Downloading session bytes to disk

Task: pull one recording’s bytes from R2 to a local directory, with a live progress UI.

DataInterface.download(target, dest) streams a recording’s bytes to a local directory — raw segments for not-yet-ingested rows, the processed asset (Zarr / Lance / MP4 / Parquet) for ingested rows, selectable via source= (see Choosing raw vs processed bytes). The call is well-suited to interactive UIs (notebooks, Streamlit apps) because it exposes two complementary surfaces for observing progress: a structured progress= callback, and a stable ursa.download logger. Pick whichever shape your front end prefers.

Note

Every snippet on this page talks to production R2 (profile="r2") and needs 1Password credentials resolved on the machine — see setup and the constellation-utils secrets docs. The end-to-end runs below are unverified — pending example run against a live catalog.

Minimal call

import tempfile
from ursa import DataInterface

data = DataInterface(profile="r2")
results = data.query(
    recording_hash="1ad200d69a2f8d36424e5ad00e1b4196f45c30fca791b623f6a060bddca446a3",
)
paths = data.download(results, dest=tempfile.mkdtemp(prefix="ursa_session_"))
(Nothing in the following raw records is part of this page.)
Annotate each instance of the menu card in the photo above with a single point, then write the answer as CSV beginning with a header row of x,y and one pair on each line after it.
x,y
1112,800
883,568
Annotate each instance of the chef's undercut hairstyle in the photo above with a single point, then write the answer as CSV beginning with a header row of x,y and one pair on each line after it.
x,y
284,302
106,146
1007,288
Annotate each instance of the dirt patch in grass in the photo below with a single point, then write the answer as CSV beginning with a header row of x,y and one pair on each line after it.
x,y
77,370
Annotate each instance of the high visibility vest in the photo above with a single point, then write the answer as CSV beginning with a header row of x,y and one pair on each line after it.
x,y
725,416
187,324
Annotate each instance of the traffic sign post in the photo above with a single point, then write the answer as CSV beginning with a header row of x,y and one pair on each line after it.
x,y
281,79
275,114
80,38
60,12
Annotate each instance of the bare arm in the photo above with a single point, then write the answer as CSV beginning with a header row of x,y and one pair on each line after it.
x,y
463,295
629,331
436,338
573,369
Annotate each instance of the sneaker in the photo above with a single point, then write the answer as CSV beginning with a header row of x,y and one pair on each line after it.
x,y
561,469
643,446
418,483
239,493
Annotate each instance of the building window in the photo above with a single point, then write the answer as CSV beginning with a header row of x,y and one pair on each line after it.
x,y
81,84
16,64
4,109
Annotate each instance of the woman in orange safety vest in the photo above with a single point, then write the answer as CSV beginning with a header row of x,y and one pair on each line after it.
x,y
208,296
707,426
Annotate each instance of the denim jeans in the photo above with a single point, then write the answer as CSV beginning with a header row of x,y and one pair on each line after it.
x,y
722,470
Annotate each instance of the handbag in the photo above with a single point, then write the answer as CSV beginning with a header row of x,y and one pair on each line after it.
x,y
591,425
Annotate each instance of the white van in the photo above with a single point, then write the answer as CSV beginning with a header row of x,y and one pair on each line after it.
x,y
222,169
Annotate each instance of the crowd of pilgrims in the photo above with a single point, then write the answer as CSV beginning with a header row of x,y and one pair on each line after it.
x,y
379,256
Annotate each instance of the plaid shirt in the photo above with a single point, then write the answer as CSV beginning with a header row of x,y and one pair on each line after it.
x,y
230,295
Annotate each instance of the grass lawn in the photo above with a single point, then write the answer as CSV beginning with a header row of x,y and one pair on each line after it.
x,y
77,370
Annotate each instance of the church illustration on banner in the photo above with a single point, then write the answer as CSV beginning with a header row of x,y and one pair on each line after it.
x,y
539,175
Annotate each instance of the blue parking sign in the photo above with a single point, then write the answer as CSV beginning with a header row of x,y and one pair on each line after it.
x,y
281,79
query() defaults to status="ingested", so this resolves the recording’s processed rows and download() (with the default source="auto") writes each row’s processed asset. For a session that hasn’t been ingested yet, pass status="raw" to query(); to pull the original raw segments of an already-ingested session, keep the default query and pass source="raw" to download() (see below).

query() is the sole catalog-resolution verb; download() is one of three delivery verbs (materialize / stream / download) that consume the resolved QueryResult(s). Files land under dest in by_recording layout by default (pass layout="by_modality" or "flat" to change the on-disk tree).

Choosing raw vs processed bytes

source= selects which bytes each modality row contributes:

source=

raw row

processed row

"auto" (default)

raw segments

processed asset (storage_uri)

"raw"

raw segments

raw segments (raw_storage_uri is kept after ingestion)

"processed"

ValueError

processed asset

ingesting / failed rows (only reachable via status="all") raise ValueError under every source — they are catalog markers, not delivery inputs. Processed downloads need real assets-bucket credentials, i.e. profile="r2" or "r2-test" (profile="local" has no assets store).

Processed assets keep their basename on disk, so the result opens in place without re-stitching — under the default by_recording layout:

dest/<recording_hash>/eeg/eeg.zarr/…        # zarr.open(...)
dest/<recording_hash>/events/events.lance/… # lance.dataset(...)
dest/<recording_hash>/camera/camera.mp4     # plays as-is, with…
dest/<recording_hash>/camera/camera.mp4.lance/…  # …its frame index alongside

download() copies bytes verbatim. To re-assemble processed rows into in-memory Data objects (clipped, windowed, decoded), use materialize() / stream() instead.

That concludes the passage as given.